At lunch time, the room fills with people from nearby colleges and workplaces and everyone mingles together. A high-quality, three-course meal costs €3.

Seventy-five-year-old Patrick Maguire is wearing a striking pair of red-tinted glasses because "I saw Elton John wearing them and I thought 'I'm getting a pair of them!'" He spent years as a cocktail barman in London. One of his specialities was called 'Pat's Delight'.

A man with a cracked voice tells me about losing three family members to Aids right at the start of the HIV epidemic. “The prison guards came into my brother in suits with masks on them, all plastic, and told him he had to get out, that he had three weeks to live,” he says and his eyes well up. He lives in sheltered housing.
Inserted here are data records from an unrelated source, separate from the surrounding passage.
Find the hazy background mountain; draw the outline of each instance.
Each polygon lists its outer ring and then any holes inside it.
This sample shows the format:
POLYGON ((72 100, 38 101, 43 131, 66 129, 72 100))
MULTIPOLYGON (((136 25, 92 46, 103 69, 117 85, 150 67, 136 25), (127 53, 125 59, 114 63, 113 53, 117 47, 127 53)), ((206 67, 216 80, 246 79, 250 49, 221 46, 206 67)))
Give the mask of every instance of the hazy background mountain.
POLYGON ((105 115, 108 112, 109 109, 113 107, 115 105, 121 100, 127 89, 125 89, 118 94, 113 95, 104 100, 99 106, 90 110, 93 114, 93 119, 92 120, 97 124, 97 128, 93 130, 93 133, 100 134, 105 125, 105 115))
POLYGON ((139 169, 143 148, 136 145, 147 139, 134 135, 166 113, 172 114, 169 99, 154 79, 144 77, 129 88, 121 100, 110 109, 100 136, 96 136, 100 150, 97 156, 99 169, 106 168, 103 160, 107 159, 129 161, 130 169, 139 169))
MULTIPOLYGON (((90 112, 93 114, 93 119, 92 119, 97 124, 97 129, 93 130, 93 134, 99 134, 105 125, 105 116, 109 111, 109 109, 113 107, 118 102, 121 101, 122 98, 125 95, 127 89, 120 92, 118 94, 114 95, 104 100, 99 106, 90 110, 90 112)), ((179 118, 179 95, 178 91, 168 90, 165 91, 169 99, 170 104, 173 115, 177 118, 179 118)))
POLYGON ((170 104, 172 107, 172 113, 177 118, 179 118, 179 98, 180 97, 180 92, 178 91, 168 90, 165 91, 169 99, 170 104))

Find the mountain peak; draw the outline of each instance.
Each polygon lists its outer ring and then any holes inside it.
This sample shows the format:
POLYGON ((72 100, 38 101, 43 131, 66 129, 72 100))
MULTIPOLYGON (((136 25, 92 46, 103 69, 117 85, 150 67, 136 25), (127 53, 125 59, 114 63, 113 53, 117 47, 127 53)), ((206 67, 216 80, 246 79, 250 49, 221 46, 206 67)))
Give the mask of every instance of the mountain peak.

He doesn’t give his name.

Liam Kitt was once an investment banker. He touches his head and makes a sizzling sound, to indicate, I think, what a Satanic livelihood this was. "The library used to be the fulcrum of a community," he says, "now I think it's the community cafe."

Stephen Doody, studying fine art at DIT, thinks that supporting local initiatives like this is very important.

“There are lots of little community theatre groups and community gardens around Dublin. There’s a lot of community out there if you look for it.”

The staff of Crosscare like to see to see different parts of the community mixing.

"You see people from the area meeting who haven't seen each other for years," says Dennis Middleton as he serves up coffee.

Michael McDonagh calls it “a melting pot. You hear stories of older people being afraid to go to the shop because of a gang of young lads hanging around.

“Here, older people and younger people get to know each other again. They sit beside each other . . . There’s never any trouble. They see this as a safe space and they protect it.”

Edie Collins comes here every day with her son Brian. Up until last year, Brian says, she did all her neighbours' gardens for no fee. "Well, I loved gardening and hated to see their gardens overgrown," says Edie. "They were too old to do it."

Giving ashes

On Ash Wednesday, Edie was in the church, saw a bowl of blessed ashes, filled some bags with it and brought it to the cafe. “I ended up going around the room giving everyone the ashes.”

“They all wanted it,” says Brian. “They all had ashes by the end.”

So there’s a real community here? “There is,” says Brian. On cue, David Gray comes over to reiterate “how accepting everyone here is”. He seems a bit moved by it.

“Sure, you’re one of the family,” says Brian and pats his arm.